Bones of five possibly trafficked elephants found in Hua Hin

The bones of five elephants suspected to have been trafficked were dug up in Hua Hin yesterday.

An animal trafficking task force on the case believes that the animals were likely to be used in an attempt to mate wild elephants with the captive elephant population.

In Moo Baan Chang (Elephant Village), the group excavated a site believed to have been used as an illegal elephant burial ground, reported Bangkok Post.

The trafficking experts of the Paya Sua Task Force were told that elephant poachers had drugged several wild elephants in Phetchaburi’s Kaeng Krachan National Park and transported them via truck to the Elephant Village to mate them with captive pachyderms. Unfortunately, the poachers accidentally overdosed some of the elephants with tranquilizers and killed them.  

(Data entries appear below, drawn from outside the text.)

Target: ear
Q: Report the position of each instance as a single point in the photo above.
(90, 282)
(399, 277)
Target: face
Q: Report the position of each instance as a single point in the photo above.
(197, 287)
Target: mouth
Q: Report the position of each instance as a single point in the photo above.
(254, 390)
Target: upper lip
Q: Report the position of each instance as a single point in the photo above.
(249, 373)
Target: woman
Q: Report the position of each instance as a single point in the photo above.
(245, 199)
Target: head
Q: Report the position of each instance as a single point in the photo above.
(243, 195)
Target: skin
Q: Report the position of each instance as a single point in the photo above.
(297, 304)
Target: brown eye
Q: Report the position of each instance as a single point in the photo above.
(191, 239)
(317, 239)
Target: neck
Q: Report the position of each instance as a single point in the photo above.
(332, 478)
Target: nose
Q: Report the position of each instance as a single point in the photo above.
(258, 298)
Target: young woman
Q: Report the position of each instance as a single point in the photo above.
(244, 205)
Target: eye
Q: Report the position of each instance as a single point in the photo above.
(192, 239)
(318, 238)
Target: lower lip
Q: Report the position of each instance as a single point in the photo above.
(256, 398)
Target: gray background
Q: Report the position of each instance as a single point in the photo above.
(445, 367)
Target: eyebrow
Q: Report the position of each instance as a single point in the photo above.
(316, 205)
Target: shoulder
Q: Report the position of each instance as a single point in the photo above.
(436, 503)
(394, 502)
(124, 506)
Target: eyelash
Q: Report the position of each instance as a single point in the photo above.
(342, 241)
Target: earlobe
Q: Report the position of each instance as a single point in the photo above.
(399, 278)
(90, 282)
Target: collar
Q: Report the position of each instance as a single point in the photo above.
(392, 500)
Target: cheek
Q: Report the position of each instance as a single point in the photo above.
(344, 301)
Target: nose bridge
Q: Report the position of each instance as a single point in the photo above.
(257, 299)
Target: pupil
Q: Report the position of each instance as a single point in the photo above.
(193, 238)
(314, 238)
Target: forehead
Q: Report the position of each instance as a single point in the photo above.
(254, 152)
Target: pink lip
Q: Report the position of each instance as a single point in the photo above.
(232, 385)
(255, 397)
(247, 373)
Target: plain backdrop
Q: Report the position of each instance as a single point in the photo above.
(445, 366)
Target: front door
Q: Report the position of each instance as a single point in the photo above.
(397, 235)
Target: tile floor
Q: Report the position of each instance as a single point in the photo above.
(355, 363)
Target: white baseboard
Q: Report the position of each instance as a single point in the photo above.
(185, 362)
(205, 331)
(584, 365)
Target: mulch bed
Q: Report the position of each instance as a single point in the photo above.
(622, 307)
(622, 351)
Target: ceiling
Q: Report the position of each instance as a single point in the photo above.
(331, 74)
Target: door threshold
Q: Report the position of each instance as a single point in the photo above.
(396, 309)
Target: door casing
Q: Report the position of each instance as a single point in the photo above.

The head of the task force, Chaiwat Limlikit-aksorn, said that the owner of the Elephant Village reported zero elephant deaths to officials. The team used backhoes to dig up five sites in the village where they suspected that elephants had been buried.

Yesterday afternoon, the skeletal remains of the elephants began to be unearthed. Some were hidden beneath three meters of earth to the side of the village’s reception center. More bones were found 200 meters away from the first site. Officials are not yet sure of the ages of the elephants but guessed that they had been underground for at least two years.

Excavation will continue at the Elephant Village. The staff have been detained pending questioning and the investigation is ongoing.